One of several Clutha adverse events plan coordinators, Graeme Booth, said animal welfare was now a requirement under Civil Defence and Emergency Management Otago.
"It used to be about people, but now because of MPI [Ministry for Primary Industries] requirements regarding animal welfare, livestock is now under Civil Defence, that animals must be looked after."
Booth, a retired farmer, had been involved in formulating a plan for many years. It became clear following the 1978 flood, which resulted in the loss of at least 21,000 animals , and severe flooding in the 1990s, that there was no formal plan for evacuating farm animals.
Since then, he had been working with other farmers to establish communications centres and coordinate evacuation and movement of livestock to high ground in three key areas, Paretai near Kaka Point, Inch Clutha and Kaitangata-Stirling.
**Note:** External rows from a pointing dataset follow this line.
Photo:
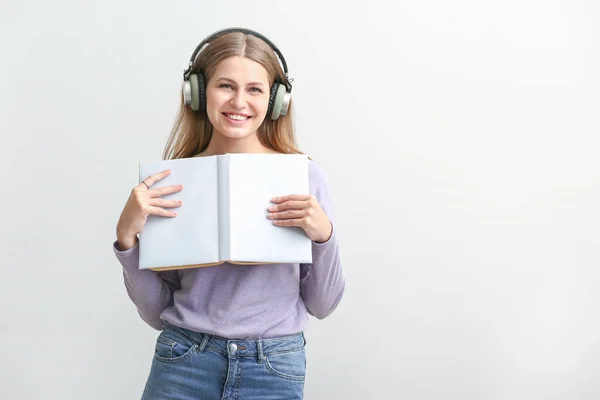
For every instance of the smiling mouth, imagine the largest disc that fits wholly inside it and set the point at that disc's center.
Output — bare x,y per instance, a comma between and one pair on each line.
237,117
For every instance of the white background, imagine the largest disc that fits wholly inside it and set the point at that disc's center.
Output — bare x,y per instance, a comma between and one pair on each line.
462,144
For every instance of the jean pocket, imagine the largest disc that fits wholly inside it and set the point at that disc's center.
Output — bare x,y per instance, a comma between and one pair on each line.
172,347
289,365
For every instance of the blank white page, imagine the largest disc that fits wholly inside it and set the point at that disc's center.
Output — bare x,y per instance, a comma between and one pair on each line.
254,179
192,236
This has now been incorporated into Civil Defence, to trigger a response in the event of a livestock-threatening event.
"This is unique to Clutha. We talked to other farmers around the country, and it could be that it forms the basis on an overall plan throughout the country, to come into emergency management planning."
The Clutha delta was particularly vulnerable to flooding, he said.
"We would hope that the Pomahaka and Clutha rivers would not ever peak at the same time. If that happened, Civil Defence would have a real problem.'
Balclutha-based Emergency Management Otago officer Brendon Smith, who was involved in coordinating aspects of the civil defence emergency response for the Kaikoura earthquake in November said, "if you have no stock you have no district".
History showed flooding could happen anytime, with catastrophic results, he said.
Several major floods have occurred on the Clutha, most notably the "Hundred year floods" of October 14-16,1878 and a century later, of October 13-15,1978.
The 1878 flood is regarded as New Zealand's greatest known flood. During this, a bridge at Clydevale was washed downstream, where it collided with and destroyed the Balclutha Road Bridge.
In the 1978 flood, Balclutha, Milton and Mataura were seriously affected with many residents moved, and Kelso, on the Pomahaka River, was completely abandoned and never rebuilt once the waters subsided. At its peak, at 6am on October 15, the Clutha's flow was measured at just over 4,500 cubic metres per second.
Smith said he welcomed the knowledge that farmers had brought to Civil Defence, and the establishment of a chain of command.
"It's all about getting ready for that big day that you hope will never come."
It had become clear over the years that with the increase in share milking, the number of cows had tripled, along with the number of houses and people on properties, which had to be taken into account in the adverse events plan strategy, he said.